When we examined how DFM fund selections had done versus indices and the wider fund universe back in October, the results were uniformly positive. But include the final quarter of the year, as we do today, and things look very different.
As the chart below shows, the proportion of funds that managed to beat their benchmarks fell notably in all categories to stand at around 25 per cent by the end of the year. And DFM picks were hit harder than most. Once ahead of the pack in all categories, they ended up leading the way, on aggregate, in just three of the five asset classes analysed.
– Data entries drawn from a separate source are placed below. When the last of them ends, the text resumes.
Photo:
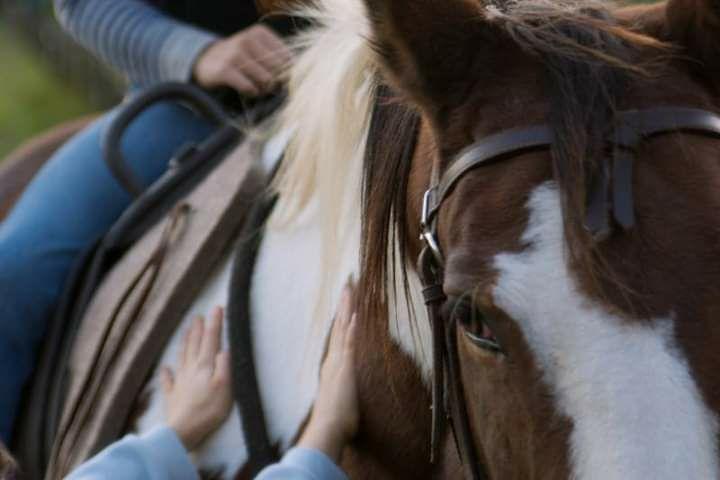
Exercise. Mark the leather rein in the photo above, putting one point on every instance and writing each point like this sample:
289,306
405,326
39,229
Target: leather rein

The good news is that emerging market, Japan and in particular US selections are ahead of the pack. That represents a notable turnaround for wealth firms’ emerging market fund selections, which were trailing the wider fund universe prior to the fourth quarter but have since shown their resilience.
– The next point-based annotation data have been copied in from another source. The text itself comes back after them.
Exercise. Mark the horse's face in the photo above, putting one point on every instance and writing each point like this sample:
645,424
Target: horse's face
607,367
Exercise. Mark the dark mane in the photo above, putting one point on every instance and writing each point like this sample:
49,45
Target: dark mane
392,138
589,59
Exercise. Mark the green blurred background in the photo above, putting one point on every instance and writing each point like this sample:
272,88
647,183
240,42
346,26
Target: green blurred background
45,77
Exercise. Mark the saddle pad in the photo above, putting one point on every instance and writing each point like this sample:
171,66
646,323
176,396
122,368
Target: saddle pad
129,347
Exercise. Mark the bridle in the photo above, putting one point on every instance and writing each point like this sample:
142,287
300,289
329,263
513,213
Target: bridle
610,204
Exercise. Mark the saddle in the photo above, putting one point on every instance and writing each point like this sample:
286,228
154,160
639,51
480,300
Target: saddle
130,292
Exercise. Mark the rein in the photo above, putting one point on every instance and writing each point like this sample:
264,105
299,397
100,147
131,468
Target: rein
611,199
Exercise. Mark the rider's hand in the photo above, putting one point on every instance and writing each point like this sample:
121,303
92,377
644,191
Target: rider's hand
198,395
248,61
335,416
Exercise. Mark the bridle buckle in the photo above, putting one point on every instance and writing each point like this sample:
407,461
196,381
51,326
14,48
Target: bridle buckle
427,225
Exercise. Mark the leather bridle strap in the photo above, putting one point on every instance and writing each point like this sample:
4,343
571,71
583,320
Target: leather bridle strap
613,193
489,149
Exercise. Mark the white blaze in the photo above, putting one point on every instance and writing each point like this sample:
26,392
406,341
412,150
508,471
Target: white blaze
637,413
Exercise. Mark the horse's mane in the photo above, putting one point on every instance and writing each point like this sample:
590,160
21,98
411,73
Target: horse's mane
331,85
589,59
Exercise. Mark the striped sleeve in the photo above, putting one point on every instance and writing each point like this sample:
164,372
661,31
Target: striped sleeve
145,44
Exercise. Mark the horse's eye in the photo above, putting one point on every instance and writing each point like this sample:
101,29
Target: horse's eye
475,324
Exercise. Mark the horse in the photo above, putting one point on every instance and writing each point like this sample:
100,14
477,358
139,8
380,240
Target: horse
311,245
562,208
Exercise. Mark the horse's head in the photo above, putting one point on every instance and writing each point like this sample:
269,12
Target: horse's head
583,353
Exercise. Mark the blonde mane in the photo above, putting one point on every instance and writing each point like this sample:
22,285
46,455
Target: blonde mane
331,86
But wealth managers’ UK and European choices have moved in the other direction. That’s particularly clear on the home front - DFM UK equity picks did markedly worse than the All-Share in 2018.
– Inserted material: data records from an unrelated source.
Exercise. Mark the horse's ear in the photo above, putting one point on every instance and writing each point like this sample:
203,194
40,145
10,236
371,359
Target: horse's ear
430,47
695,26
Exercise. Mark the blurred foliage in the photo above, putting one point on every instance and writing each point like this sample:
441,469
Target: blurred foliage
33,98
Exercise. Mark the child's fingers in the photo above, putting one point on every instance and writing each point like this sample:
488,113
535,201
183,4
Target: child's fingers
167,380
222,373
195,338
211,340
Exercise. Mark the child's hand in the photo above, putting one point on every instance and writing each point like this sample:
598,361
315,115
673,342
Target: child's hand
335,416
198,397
So is this a case of discretionaries again being too risk-on? Not necessarily - three of the five most popular UK funds with DFMs were among the select few that outperformed last year. It’s their other selections that have struggled.
If these funds are being used as satellite picks in portfolios, then a degree of volatility is to be expected and even welcomed. But some wealth managers will be using them as core holdings - and might now be considering whether they should opt for something a little more reliable.
Volatile funds are one thing, the truly woeful another. The importance of what you don’t own might be something of an investment truism, but the theory is supported by many a stock blow-up in the past. And so it goes for funds that continue to languish in a model portfolio after hitting the buffers.
So it’s useful to take a glance at Bestinvest’s latest Spot the Dog report, which serves as a hall of shame for the worst underperformers of the open-ended universe. There are plenty in dire straits this time round: after the calamities of 2018, the number of “dog” funds has jumped from 58 six months ago to 111 now.
But have DFMs been caught out? A scan of our MPS tracker shows that wealth firms have made it through relatively unscathed, by this metric at least: DFMs hold just 16 of the 111 stragglers.
There’s no particular bottleneck of underperformers making it into model portfolios, either: wealth firms held five of the 32 UK All Companies dogs, four out of 18 in Europe and three of the 20 global products. Combine this with the analysis above and it suggests that discretionaries’ UK and European equity strugglers are more mediocre than monstrous.
Elsewhere wealth managers are even less exposed: two (out of 25) from the UK equity income space and one mutt each in the US and EM have made it into portfolios.
DFMs are most likely to back a struggler when it comes to yield. SLI European Equity Income, Somerset EM Dividend Growth and Artemis Global Income are all widely held within our database – and all listed as dog funds. But, as the doghouse focuses on capital growth rather than income, there are some mitigating circumstances here.
Today’s common theme, ie the pressure to perform, finds a neat summary in the news that the Witan Pacific investment trust will allow shareholders to liquidate their positions in two years’ time should returns fail to make the grade.
If it’s surprising that the board has put the future of a 112-year old trust in doubt - the Pacific trust is even older than the regular Witan strategy - that’s only because the funds industry has hitherto set the bar so low. Fewer investors may tolerate underperformance nowadays, but providers usually remain content for laggards to run along in the background indefinitely, so long as they still hold sufficient assets.
This looks, then, like another good example of how trusts can subject managers to greater scrutiny than their open-ended peers.
Unfortunately for the trust sector, there are issues other than returns to consider. A critical board is no longer enough of a USP for closed-ended equity funds. It will take more than an uptick in performance for investors to renew their interest in this kind of strategy.